L’organisation du temps est ancienne. Après avoir connu une grande continuité depuis le Moyen âge ; elle est bouleversée aujourd’hui par une désynchronisation des temporalités quotidiennes. Les rapports contemporains au temps changent avec l’évolution entre les temps des femmes et ceux des hommes, la diversification des rapports au travail et l’extension de l’urbanisation. Il faut aussi tenir compte des temps sociaux des familles, à l’exemple des familles monoparentales, de l’éloignement de l’habitat et du travail, de la tension entre le court et le long terme, accentuée par la crise climatique. Le rapport au temps des individus, des institutions, des structures est en plein bouleversement. La crise sanitaire l’a souligné, avec le télétravail et la place du travail dans la vie des habitants, avec la diversité des situations vécues et des représentations.

Qui décide de l’organisation des temps, de la question temporelle ? C’est une question de pouvoir ; elle renvoie au temps de la démocratie et de la citoyenneté. Elle implique de mieux connaître les rapports au temps du plus grand nombre ; de prendre en compte les inégalités sociales et environnementales pour lutter contre le changement climatique ; de situer le bon niveau des rapports de pouvoir.
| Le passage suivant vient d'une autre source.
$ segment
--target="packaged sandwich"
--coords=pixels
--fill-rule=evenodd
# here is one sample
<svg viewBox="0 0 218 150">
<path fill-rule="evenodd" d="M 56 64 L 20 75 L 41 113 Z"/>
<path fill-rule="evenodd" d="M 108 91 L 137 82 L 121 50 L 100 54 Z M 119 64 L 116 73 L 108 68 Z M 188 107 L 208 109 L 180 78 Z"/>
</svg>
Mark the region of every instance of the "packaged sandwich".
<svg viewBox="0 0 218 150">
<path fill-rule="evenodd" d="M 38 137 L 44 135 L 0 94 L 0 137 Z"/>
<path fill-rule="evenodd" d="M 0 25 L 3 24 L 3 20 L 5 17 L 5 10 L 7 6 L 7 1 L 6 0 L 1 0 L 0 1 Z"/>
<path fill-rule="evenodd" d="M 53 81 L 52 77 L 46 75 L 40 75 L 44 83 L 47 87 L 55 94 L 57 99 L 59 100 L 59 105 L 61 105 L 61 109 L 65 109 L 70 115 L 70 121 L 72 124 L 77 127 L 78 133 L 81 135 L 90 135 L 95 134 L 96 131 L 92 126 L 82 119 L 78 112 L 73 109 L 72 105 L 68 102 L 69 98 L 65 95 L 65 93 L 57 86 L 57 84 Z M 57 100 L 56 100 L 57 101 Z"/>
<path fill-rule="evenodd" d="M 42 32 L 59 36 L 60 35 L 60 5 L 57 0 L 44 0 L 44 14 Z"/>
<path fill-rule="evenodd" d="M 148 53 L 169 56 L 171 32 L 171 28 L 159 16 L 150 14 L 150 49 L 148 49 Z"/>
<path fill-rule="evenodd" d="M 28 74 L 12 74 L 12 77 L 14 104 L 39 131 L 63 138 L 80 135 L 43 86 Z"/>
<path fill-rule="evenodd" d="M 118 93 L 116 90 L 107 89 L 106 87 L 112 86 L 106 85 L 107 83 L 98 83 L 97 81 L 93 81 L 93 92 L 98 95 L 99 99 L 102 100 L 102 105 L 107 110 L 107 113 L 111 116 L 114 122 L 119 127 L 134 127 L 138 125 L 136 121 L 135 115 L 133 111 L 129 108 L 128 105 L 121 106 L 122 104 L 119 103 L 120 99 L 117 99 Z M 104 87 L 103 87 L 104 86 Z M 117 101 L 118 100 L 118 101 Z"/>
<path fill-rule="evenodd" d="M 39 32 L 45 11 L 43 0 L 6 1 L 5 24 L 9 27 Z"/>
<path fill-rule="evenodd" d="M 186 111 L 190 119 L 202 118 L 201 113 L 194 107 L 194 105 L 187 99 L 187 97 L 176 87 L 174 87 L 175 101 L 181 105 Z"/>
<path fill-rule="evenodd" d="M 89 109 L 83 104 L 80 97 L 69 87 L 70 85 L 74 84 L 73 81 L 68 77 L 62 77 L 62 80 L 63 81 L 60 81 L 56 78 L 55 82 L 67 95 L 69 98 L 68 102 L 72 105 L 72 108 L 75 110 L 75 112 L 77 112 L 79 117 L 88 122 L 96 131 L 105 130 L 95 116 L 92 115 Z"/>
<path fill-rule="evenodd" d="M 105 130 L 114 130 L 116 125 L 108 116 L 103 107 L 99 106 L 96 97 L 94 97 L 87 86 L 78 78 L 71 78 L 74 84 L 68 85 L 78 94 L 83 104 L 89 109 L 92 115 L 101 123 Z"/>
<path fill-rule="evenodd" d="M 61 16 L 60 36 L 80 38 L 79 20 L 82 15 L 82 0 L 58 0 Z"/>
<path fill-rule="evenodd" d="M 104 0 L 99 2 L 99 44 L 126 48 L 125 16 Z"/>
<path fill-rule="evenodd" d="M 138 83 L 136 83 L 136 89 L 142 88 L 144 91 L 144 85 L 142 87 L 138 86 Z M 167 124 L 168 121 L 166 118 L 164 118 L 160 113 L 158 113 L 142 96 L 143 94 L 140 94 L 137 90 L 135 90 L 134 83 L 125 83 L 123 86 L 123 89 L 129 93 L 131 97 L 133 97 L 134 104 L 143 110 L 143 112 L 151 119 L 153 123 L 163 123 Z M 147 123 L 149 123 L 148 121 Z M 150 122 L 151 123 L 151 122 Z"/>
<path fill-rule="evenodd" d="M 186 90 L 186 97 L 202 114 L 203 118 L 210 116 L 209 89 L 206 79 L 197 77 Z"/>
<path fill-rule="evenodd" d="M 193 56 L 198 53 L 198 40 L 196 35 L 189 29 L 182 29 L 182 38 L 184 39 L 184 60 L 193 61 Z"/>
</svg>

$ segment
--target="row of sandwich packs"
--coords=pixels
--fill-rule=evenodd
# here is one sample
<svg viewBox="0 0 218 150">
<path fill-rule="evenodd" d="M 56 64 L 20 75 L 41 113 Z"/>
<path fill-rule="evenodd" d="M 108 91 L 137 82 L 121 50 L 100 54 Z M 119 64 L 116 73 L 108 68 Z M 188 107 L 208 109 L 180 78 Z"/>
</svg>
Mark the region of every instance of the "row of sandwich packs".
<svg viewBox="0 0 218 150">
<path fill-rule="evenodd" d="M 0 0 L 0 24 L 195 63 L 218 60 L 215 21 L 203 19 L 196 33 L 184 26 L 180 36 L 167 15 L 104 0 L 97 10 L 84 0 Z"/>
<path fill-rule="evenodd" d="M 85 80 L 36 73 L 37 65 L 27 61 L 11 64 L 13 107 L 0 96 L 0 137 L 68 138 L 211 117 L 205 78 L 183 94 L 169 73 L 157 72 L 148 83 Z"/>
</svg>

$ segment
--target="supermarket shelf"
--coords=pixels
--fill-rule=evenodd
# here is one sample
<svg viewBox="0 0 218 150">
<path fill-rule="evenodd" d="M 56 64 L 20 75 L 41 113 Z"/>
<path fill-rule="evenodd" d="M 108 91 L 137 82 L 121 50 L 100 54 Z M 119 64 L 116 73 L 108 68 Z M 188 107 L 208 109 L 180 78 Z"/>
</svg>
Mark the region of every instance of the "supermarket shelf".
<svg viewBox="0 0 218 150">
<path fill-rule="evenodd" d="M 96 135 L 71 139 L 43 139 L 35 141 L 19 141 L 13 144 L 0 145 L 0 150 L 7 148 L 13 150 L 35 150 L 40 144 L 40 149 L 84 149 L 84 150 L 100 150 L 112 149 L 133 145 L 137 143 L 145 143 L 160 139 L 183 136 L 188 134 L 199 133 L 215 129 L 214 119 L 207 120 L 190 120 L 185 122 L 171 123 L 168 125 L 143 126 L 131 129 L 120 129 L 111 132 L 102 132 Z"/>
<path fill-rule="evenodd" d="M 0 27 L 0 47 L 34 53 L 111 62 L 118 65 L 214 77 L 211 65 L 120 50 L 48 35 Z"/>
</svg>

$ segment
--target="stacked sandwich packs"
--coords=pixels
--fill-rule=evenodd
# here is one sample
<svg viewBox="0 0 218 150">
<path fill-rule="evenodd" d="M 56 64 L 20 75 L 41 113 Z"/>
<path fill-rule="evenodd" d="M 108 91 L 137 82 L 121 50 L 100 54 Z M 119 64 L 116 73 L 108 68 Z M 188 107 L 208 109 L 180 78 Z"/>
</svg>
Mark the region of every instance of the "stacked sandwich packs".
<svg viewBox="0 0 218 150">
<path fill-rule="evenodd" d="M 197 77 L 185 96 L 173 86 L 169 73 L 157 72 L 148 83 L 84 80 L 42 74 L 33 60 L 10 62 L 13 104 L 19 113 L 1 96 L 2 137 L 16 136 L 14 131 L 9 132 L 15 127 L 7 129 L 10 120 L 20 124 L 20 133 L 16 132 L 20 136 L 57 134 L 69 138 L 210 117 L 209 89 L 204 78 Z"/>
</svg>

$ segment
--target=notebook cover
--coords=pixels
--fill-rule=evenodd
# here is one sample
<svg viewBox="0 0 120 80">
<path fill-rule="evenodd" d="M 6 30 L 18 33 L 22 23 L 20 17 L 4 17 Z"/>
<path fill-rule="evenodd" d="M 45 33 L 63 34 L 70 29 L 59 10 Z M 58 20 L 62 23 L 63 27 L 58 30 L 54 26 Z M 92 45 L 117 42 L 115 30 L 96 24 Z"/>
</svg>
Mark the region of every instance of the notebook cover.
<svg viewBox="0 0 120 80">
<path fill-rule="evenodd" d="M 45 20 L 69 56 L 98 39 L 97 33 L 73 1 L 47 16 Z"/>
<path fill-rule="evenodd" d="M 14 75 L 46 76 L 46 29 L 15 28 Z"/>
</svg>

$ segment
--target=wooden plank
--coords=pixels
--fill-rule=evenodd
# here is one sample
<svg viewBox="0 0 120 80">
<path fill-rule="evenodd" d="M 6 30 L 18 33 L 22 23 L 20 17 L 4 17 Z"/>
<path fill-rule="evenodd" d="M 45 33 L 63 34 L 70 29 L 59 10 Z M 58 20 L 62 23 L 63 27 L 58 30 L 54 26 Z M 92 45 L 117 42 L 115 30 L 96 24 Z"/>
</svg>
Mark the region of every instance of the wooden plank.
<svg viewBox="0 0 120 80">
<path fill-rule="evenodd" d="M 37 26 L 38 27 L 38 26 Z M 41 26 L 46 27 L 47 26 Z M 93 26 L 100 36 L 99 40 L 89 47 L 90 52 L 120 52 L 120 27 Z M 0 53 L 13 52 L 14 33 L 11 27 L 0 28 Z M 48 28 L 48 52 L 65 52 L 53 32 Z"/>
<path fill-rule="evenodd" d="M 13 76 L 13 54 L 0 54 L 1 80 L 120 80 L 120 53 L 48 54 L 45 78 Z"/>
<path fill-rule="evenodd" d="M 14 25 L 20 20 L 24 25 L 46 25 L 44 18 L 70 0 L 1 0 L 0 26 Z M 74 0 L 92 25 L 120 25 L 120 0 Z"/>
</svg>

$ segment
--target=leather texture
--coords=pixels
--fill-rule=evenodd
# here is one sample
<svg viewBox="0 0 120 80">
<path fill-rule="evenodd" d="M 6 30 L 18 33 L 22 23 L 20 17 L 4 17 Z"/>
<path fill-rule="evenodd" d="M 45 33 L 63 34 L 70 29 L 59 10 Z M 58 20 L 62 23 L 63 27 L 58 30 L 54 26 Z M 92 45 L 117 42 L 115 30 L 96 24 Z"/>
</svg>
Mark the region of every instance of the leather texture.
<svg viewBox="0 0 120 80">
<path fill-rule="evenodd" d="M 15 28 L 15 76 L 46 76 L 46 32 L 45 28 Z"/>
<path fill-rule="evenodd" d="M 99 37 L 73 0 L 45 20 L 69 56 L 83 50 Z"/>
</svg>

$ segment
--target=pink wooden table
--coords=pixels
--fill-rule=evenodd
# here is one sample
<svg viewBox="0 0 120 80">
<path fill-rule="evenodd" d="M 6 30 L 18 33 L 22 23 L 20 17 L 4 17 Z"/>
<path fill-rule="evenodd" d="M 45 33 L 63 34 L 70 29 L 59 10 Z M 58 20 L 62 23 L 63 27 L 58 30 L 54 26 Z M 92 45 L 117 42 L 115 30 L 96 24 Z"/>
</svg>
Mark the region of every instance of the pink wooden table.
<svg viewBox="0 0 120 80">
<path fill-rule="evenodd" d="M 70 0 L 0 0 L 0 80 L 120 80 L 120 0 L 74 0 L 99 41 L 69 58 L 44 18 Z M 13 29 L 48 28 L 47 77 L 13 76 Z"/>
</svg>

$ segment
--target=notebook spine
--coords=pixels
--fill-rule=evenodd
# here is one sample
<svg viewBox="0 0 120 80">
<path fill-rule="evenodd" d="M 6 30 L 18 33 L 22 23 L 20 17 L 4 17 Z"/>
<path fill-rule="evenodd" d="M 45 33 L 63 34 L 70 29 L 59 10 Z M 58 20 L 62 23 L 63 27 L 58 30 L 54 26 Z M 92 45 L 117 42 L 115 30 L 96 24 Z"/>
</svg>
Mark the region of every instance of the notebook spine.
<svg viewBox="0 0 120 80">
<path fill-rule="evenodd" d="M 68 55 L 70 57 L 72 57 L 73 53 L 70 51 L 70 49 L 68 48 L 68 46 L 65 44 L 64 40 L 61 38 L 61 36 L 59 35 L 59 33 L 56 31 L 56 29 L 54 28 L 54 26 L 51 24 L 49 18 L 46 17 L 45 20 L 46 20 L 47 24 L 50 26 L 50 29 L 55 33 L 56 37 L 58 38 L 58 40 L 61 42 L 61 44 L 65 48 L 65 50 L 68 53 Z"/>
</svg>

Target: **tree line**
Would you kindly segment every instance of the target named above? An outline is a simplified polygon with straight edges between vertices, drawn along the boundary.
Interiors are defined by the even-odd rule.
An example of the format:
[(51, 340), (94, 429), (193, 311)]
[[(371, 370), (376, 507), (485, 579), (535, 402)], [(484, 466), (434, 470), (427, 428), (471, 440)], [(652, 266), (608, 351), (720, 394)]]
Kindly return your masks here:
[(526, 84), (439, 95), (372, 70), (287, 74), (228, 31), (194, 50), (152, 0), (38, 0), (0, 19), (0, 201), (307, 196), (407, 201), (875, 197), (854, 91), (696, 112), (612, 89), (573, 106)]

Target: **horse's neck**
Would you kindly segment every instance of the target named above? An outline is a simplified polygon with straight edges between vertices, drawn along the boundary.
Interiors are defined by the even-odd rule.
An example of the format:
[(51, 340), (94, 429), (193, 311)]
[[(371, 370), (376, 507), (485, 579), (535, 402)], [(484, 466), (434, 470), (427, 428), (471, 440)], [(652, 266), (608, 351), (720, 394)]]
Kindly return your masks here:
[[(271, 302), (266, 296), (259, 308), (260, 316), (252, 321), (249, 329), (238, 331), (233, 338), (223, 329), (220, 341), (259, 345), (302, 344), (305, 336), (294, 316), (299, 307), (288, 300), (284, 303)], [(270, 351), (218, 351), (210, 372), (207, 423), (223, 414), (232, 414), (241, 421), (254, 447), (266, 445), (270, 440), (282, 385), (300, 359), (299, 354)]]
Une orientation spatio-temporelle des sociétés humaines se dégage. Elle s’appuie sur les mots du temps : immédiateté, urgence, court-termisme, mobilité, flexibilité, réactivité, mondialisation de la vitesse. Elle se traduit, dans la mondialisation, par la vie publique et par un commun au service de l’émancipation individuelle et collective. La dictature de l’immédiateté accentue le bilatéralisme au détriment du multilatéralisme et des mobilisations mondiales.

Le rapport au temps est une donnée fondamentale à réguler au sein de toute organisation sociale ; elle varie selon les sociétés et les périodes. Analyser les enjeux spatio-temporels, politique publique par politique publique, dépend de l’écosystème spatio-temporel global. Pour construire de nouveaux communs et faire société, il faut mieux s’approprier les questions temporelles. Il faut renouveler le défi démocratique d’un dialogue équilibré social et territorial. Pour parler du temps contemporain en pleine conscience, il faut pouvoir débattre des choix complexes dans les sociétés locales diversifiées. Il faut pouvoir débattre de la survie d’une civilisation de l’anthropocène.

Mondialisation
La pandémie mondiale du covid a révélé la fragilité du mode de production mondial, la transformation des rapports au travail, la remise en cause des métiers, l’accélération de l’immatérialité des rapports, des relations numériques, des difficultés à se rencontrer. Le climat s’est imposé comme un nouveau perturbateur temporel.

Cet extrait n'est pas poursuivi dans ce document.